S’interrompe così, dopo nove anni di dominio incontrastato, la marcia trionfale della Juventus in Italia, decisamente in controtendenza rispetto a quello in Europa. Il valore dello scudetto interista inizia proprio qui, quando interrompe la lunga supremazia juventina, costruita con denaro, peso politico ed abilità societaria, oltre che sul campo.

La vittoria finale dell’Inter è stata improntata su un modello di squadra voluta da Conte, al quale va riconosciuto il merito di averla forgiata caratterialmente e tatticamente. E sebbene gli si possano rimproverare i due acquisti peggiori (Kolarov e Vidal, entrambi con ingaggi pesantissimi e pressocché inutili per la squadra, quando non addirittura dannosi), gli va riconosciuto il merito di aver portato Lukaku anche a costo di rompere con la proprietà cinese, in parte titubante di fronte all’esborso di 85 milioni di Euro. Proprio da Lukaku - autore di 21 gol e 15 assist - e da Lautaro Martinez - autore di 15 gol e 9 assist - l’Inter ha tratto la certezza psicologica di riuscire ad andare in gol con chiunque. Quel modo di giocare convinto che, prima o poi, il gol arriva.

Lukaku è stato devastante per le difese avversarie e, appunto, non meno bene ha fatto Lautaro Martinez, ma il pacchetto difensivo è stato altrettanto all’altezza della sfida (nonostante i diversi errori di Handanovic). Indovinata, anche qui, la scelta di Conte di privilegiare Bastoni e lasciar partire Godin, così come di andare a prendere Darmian e di recuperare in parte lo stesso Perisic. Non meno importante per la quadratura della squadra nerazzurra è stato il centrocampo, con un Barella sopratutti e un Brozovic a buoni livelli. Ma la svolta vera si è avuta con l’inserimento fisso di Eriksen al posto dei vari Gagliardini e Vidal. Il campione danese è stato un esempio evidente di come Conte abbia saputo rivedere le sue tesi di gioco e il suo giudizio sul calciatore, da lui rittenuto inadatto alla dimensione gladiatoria che l’allenatore salentino esige. Ma Eriksen, che ha affiancato il lavoro di regia di Brozovic, ha inserito varianti di gioco e capacità di gestione della palla prima sconosciute, oltre che a segnare due gol, ognuno decisivo per i tre punti finali.

Ad aumentare il coefficiente di difficoltà dell’impresa ci ha pensato il governo cinese, che alcuni mesi orsono ha decido di bloccare i finanziamenti esteri considerati “non strategici”. I riflessi sull’Inter sono stati immediati sia in termini di liquidità che nella gestione del club che è sembrato in vendita. Ma Conte e Marotta, insieme ad Ausilio e Zanetti, sono stati capaci di tenere la barra dritta ed hanno ricevuto un aiuto concreto anche dai calciatori che, visto il momento, hanno accettato ritardi negli stipendi e rinunce ai premi, pur di non gettare il club nel caos. Una diretta conferma di come la qualità in società ed in panchina spesso sopperiscano ai limiti proprietari e si trasformino in moltiplicatori di gioco.

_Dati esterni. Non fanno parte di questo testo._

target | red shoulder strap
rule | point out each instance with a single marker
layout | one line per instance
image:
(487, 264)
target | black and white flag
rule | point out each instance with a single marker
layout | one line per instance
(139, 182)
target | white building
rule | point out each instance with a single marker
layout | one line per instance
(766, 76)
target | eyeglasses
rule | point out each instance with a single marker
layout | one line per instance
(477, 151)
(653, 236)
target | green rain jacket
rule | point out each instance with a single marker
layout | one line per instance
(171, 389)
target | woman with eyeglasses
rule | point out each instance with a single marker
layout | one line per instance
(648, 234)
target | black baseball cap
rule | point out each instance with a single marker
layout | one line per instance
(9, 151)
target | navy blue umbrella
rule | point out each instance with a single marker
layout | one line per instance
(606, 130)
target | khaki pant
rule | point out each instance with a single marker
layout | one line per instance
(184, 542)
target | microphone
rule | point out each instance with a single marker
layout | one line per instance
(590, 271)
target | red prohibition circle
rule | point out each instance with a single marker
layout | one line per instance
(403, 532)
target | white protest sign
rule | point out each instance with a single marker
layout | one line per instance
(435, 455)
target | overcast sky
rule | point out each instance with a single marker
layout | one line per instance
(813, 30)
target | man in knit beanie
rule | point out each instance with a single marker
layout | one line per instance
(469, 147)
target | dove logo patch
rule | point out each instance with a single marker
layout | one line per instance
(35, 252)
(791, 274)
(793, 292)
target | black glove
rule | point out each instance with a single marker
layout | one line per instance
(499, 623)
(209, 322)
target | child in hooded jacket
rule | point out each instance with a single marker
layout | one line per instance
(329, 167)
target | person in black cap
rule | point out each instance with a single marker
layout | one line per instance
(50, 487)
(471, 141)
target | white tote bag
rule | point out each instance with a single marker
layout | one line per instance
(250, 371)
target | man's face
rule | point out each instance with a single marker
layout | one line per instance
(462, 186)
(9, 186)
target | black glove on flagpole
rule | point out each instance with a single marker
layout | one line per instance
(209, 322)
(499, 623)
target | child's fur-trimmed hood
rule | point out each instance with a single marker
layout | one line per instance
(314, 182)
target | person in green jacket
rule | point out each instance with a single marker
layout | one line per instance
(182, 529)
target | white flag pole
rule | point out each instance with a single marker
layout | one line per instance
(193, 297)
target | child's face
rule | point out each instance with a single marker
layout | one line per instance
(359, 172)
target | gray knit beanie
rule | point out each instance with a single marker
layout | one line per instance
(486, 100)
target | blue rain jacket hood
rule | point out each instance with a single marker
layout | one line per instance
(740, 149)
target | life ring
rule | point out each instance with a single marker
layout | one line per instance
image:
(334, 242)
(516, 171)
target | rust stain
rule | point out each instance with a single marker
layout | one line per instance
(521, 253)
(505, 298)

Inutile negare che nella vittoria di questo campionato vi siano due rivincite importanti come quelle di Conte e Marotta verso la Juventus. Il primo, juventino doc, scelse di andarsene all’improvviso dopo che si scontrò con Andrea Agnelli mentre Marotta lasciò la Juventus in disaccordo sulla operazione Cristiano Ronaldo che, a consuntivo, si è dimostrata un fallimento totale e che da ragione a Marotta nell’individuarne l’inizio di problemi finanziari ormai arrivati sotto gli occhi di tutti.

Nella caduta abbastanza rovinosa della Juve, che ha scelto di puntare su scommesse acerbe come Paratici e Pirlo (con il primo coinvolto già in irregolarità amministrative che mai Marotta avrebbe permesso e il secondo che non ha proprio la stoffa del condottiero carismatico) e che forse con i saluti di Andrea Agnelli avvierà la stagione del rinnovamento totale, c’è il più fragoroso ma non l’unico elemento sorprendente dei questo torneo.

Ma sebbene manchino ancora 4 partite alla fine, si registrano l’anomalia di questo torneo per le condizioni straordinarie nelle quali si è svolto, che in qualche modo hanno determinato un ulteriore livellamento, al punto che per il piazzamento in Europa c’è una vera e propria folla. Un campionato che – va sottolineato – ha avuto nell’assenza dei tifosi allo stadio e nei riflessi negativi per i mancati introiti da biglietteria e sponsor alle società, i due riverberi peggiori e nella marcia trionfale dell’Inter la nota migliore.